Semacam-semacam itulah Dahlan Iskan mengumpat, merasa jengkel setiap membaca Jawa Pos saat itu. Hingga akhirnya nasib justru membawa dirinya menjadi pimpinan di Jawa Pos yang sebelumnya sering ia keluhkan itu.
Kalau boleh belok dan berkelakar sedikit: kalau ingin jadi DPR, silakan mengecam habis perilaku busuk para oknum wakil rakyat yang berada di parlemen. Siapa tahu, nasib membawa kita justru bertemu dengan hal-hal yang semula sering kita kecam, yakni menjadi DPR.

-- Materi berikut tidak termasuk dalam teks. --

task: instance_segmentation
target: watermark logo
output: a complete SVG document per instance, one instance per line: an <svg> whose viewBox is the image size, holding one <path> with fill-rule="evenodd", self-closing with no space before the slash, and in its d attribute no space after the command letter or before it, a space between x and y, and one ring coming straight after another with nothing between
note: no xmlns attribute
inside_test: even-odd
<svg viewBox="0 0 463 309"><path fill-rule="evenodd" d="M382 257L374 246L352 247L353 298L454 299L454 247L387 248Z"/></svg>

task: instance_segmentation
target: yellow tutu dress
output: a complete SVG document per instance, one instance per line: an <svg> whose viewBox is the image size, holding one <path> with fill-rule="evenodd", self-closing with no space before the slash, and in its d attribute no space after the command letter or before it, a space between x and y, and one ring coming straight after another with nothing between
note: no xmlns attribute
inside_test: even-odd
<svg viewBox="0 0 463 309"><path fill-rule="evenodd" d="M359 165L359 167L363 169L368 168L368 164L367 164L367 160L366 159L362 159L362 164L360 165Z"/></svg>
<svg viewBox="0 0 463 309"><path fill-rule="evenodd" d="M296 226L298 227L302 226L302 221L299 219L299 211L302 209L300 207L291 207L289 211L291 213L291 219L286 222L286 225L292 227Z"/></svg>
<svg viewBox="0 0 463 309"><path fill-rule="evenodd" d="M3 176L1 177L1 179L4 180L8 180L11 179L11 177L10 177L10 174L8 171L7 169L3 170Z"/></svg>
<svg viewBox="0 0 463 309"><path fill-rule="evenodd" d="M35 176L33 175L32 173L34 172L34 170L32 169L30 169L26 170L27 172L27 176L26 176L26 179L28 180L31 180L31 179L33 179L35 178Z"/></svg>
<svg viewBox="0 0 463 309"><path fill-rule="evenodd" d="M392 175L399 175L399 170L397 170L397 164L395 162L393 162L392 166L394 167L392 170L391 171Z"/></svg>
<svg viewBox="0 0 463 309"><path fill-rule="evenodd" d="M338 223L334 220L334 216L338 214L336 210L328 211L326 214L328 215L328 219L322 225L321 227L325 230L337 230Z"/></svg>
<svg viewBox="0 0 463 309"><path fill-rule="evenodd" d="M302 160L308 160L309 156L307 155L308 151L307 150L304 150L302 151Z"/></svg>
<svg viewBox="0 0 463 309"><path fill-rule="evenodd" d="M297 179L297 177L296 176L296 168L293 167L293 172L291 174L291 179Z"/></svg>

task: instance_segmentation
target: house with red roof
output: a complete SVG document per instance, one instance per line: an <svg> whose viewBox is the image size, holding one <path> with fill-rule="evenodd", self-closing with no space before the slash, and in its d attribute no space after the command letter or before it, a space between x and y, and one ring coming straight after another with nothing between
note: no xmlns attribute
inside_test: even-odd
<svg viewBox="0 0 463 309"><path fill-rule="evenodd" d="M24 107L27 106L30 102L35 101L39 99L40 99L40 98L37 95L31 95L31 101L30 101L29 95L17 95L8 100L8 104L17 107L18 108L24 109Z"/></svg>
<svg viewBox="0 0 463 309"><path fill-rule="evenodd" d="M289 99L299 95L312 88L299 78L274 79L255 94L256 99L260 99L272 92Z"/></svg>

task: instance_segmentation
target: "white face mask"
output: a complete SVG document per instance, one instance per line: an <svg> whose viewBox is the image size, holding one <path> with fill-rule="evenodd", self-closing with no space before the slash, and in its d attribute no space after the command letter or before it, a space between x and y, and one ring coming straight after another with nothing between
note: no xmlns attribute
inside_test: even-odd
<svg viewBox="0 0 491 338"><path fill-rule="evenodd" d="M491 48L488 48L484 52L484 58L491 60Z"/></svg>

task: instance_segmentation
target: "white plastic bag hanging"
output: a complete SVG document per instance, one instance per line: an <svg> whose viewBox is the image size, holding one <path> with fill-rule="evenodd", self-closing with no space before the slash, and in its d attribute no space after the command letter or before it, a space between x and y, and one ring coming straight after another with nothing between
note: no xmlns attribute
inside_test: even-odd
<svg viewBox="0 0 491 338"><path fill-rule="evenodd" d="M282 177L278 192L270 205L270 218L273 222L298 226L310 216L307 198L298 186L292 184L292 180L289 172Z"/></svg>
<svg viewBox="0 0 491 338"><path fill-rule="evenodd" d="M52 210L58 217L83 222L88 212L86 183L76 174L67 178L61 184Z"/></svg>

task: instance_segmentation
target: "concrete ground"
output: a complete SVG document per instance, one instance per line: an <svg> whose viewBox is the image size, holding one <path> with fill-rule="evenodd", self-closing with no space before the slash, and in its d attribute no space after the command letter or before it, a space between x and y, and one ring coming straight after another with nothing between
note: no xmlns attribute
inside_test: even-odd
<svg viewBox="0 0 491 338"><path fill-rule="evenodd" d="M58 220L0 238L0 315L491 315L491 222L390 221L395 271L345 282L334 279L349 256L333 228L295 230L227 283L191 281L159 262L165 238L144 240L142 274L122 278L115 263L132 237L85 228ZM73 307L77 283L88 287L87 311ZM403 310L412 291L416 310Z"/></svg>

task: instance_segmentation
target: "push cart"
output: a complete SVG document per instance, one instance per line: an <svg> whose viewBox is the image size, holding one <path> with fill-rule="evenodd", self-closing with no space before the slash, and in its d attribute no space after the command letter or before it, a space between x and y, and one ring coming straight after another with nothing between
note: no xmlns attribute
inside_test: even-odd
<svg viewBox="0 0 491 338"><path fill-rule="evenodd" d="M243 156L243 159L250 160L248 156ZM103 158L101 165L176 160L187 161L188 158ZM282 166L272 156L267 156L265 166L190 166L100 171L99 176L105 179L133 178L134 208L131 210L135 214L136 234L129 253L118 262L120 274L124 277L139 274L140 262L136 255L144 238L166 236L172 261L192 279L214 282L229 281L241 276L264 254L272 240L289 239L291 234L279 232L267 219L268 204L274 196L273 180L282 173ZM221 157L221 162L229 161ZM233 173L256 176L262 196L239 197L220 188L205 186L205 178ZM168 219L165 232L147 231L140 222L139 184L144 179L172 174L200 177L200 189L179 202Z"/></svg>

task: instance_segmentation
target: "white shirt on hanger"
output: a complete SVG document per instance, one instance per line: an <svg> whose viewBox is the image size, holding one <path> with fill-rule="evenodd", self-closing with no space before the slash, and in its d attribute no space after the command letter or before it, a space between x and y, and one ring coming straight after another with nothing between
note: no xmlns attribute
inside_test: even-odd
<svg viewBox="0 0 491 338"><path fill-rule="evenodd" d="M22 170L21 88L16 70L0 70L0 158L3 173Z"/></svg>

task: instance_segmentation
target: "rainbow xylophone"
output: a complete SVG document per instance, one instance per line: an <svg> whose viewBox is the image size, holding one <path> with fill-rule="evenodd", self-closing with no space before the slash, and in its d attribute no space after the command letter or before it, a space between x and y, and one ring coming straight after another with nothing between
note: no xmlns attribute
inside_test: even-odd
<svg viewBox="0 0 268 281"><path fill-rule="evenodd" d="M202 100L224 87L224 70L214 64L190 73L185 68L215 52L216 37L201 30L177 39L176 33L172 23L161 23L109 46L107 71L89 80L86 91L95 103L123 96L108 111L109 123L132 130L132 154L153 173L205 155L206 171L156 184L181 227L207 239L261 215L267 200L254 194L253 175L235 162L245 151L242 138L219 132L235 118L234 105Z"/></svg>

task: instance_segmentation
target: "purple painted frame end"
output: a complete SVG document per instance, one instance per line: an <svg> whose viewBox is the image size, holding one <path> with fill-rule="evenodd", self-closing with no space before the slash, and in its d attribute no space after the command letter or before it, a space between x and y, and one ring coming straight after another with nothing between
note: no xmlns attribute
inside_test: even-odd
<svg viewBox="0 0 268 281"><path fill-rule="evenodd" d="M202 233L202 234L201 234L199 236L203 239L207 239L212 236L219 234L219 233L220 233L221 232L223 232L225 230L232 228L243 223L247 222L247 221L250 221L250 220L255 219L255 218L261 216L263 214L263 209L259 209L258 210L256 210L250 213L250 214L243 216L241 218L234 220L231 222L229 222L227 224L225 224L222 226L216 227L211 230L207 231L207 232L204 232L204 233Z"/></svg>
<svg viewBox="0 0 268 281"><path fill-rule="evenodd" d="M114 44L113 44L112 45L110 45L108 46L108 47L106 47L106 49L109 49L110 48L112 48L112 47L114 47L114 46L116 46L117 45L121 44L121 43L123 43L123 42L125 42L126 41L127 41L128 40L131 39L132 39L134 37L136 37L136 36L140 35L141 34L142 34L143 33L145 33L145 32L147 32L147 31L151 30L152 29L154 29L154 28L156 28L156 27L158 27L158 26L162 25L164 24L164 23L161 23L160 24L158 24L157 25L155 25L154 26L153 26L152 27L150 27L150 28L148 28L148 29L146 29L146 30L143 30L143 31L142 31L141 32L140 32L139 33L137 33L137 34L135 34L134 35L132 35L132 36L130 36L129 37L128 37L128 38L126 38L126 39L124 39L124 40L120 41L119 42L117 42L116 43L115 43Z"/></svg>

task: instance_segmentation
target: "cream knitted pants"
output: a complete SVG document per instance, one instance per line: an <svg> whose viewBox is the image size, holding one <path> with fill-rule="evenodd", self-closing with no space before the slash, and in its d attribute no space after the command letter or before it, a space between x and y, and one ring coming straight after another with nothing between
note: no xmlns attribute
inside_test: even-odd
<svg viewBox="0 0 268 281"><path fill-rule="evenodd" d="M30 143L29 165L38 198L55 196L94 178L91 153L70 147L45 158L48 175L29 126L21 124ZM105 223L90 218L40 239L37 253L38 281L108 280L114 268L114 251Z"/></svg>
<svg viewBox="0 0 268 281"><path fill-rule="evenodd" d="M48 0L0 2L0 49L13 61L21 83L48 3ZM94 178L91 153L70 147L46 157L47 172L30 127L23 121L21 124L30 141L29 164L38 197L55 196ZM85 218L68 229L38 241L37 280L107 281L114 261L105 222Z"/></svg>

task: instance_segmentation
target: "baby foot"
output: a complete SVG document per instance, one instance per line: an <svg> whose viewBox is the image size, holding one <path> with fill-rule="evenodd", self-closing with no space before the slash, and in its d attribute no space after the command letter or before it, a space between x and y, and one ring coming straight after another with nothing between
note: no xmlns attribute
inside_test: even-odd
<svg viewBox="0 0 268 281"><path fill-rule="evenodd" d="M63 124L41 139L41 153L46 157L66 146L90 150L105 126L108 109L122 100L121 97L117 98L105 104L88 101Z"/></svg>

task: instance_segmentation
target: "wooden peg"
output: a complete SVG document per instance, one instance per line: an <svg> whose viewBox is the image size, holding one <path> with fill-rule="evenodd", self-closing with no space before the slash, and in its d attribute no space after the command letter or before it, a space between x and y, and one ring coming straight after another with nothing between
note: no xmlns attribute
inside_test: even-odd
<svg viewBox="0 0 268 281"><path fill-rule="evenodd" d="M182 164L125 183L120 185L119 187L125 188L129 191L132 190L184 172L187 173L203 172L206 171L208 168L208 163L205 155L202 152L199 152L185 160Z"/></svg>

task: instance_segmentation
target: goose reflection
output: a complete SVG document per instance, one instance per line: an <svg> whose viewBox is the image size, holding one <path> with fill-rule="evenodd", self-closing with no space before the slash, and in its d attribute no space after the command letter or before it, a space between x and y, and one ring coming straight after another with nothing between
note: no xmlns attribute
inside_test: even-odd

Maka, Dahlan Iskan berkewajiban membawa Jawa Pos menjadi koran nomor satu. Dan terbukti, dia berhasil menghidupkan kembali Jawa Pos hingga jadi media mentereng seperti sekarang. Meskipun dulu saat SMA, saya sering beli hanya tiap hari Rabu dan Minggu.
Nah, diam-diam saya pun berharap yang sama. Siapa tahu, ada orang yang membaca tulisan saya, entah di media online, media cetak atau yang sudah diterbitkan menjadi buku, lantas jengkel dan marah: “Mestinya nulis itu begini, begini, dan begini. Bukan tulisan kayak sampah begini ini !!!”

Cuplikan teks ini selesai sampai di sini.